Pensava que as praxes iam ficar meio adormecidas neste ano lectivo. Em anos anteriores as aulas começavam ao mesmo tempo para todos os anos. Era certo e sabido, a primeira semana de aulas era uma semana sem alunos nas salas de aulas. Como estavam entretidos com o espectáculo das praxes e com as festanças que se prolongavam até às primeiras horas da manhã, não havia espírito para começar a aturar os professores. Regressados de férias, o motor de arranque tinha dificuldades em funcionar. Os neurónios estavam preparados para colocar a fértil imaginação ao serviço da praxe anual. As aulas podiam esperar mais uma semana.

Este ano o calendário alterou-se. Nas duas primeiras semanas só houve aulas para o 2º, 3º e 4º anos. Os caloiros tiveram que esperar até a terceira semana para entrarem em cena. Por isso julgava que este ano lectivo o hábito ia ser atenuado, que não teríamos uma semana “frenética” de praxes académicas. Enganei-me. O uso está tão enraizado que nem assim, com esta décalage do calendário, os alunos deixaram cair a praxe na apatia. Ainda ontem, já com duas semanas de aulas para os caloiros, entrei na universidade e dei de caras com uma plateia bem recheada cheia de excitação pelas diabruras que se aplicavam aos dóceis caloiros.

Como um ritual de iniciação que se preze, a praxe obedece a um código de conduta e exterioriza-se num conjunto de sinais que devem ser escrupulosamente respeitados. Desconheço os pormenores, mas reparo que os “veteranos” (os não caloiros, para este efeito) só podem ter parte activa no ritual se envergarem o tétrico traje académico, que deles faz pinguins que não andam longe dos cangalheiros que levam as almas para sete palmos abaixo da terra. Um dia destes encaminhava-me para a universidade quando me cruzei com meia dúzia de “veteranos”. Uma delas chamou a atenção de uma colega por ter desleixado um pormenor qualquer do traje. “Olha que isso vai contra a tradição”, advertiu enquanto, com um gesto, indicava à colega o que estava errado.

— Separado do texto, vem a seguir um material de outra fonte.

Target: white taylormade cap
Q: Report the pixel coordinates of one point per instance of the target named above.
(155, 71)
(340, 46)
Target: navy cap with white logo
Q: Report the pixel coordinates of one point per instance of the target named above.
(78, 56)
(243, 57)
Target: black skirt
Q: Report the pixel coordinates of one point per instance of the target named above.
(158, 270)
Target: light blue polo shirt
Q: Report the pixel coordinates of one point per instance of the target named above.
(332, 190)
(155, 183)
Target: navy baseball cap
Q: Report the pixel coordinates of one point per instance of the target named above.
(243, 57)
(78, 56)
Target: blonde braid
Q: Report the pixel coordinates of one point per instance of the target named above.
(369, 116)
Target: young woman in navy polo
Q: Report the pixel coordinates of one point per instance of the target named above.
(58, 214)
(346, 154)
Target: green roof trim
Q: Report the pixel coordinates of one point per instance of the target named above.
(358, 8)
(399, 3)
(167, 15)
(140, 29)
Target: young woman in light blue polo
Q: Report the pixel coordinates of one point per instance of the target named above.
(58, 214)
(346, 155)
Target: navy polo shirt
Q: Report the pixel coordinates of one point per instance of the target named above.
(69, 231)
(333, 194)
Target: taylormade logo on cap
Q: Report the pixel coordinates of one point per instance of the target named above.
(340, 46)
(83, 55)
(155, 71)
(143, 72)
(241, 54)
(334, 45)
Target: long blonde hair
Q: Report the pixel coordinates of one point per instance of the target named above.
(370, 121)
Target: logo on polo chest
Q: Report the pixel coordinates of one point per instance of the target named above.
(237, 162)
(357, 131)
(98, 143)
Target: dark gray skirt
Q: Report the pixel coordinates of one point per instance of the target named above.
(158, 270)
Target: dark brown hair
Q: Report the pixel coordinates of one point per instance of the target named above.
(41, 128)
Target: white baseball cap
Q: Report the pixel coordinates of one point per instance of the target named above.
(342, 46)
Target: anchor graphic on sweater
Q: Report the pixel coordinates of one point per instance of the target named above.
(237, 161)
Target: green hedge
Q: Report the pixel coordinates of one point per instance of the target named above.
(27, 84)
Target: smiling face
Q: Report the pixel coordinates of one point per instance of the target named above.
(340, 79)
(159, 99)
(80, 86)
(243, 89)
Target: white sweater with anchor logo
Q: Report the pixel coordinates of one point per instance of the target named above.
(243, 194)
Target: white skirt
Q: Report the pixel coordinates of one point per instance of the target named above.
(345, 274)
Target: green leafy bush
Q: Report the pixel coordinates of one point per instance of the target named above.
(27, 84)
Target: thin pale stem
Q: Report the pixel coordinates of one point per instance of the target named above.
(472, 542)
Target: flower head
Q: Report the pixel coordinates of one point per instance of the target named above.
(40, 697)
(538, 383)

Tudo em nome da tradição. Ainda que a tradição seja, ano após ano, subvertida com os exageros que são relatados. Lembro-me que no ano passado, em Lisboa, obrigaram um grupo de caloiros a simular um assalto a um banco! São tantas as histórias de humilhações que se impõem sobre os incautos caloiros, não lhes restando outra hipótese senão vergarem a cabeça perante a ignomínia dos “doutores” (assim os não caloiros exigem ser tratados pelos caloiros). Eles sabem que é preferível a resignação. Preferem ser motivo de chacota durante alguns minutos do que serem ostracizados no resto do seu percurso dentro da universidade.

Ainda que as associações de estudantes enfatizem que ninguém é obrigado a submeter-se à praxe académica, a verdade é outra. Quem se recusar aos ditames da praxe é apontado a dedo como a ovelha ranhosa sem espírito académico. É um desalinhado que será olhado de soslaio pelos seus pares. Na verdade, nunca será um dos “pares”. Esta é uma forma de exclusão que resulta da recusa em participar no ritual. Espezinhando algo de fundamental, mesmo para quem estuda nas universidades: a liberdade de opção, e o direito de não ser marginalizado em virtude das opções conscientemente tomadas.

Quando vejo o que se faz nas praxes (ainda que não dedique tempo ao espectáculo – o espectáculo é que me entra pelos olhos), quando leio, todos os anos, relatos de exageros que vão para além do que a imaginação pode comportar, só lamento que estes alunos esgotem o seu capital de imaginação na praxe. O dom imaginativo tem um curto pavio, que ao fim de uma semana de praxe se extingue. No resto do ano, quando eles mais precisavam de estimular esta capacidade, é a letargia. Um caso de desaproveitamento de capacidades!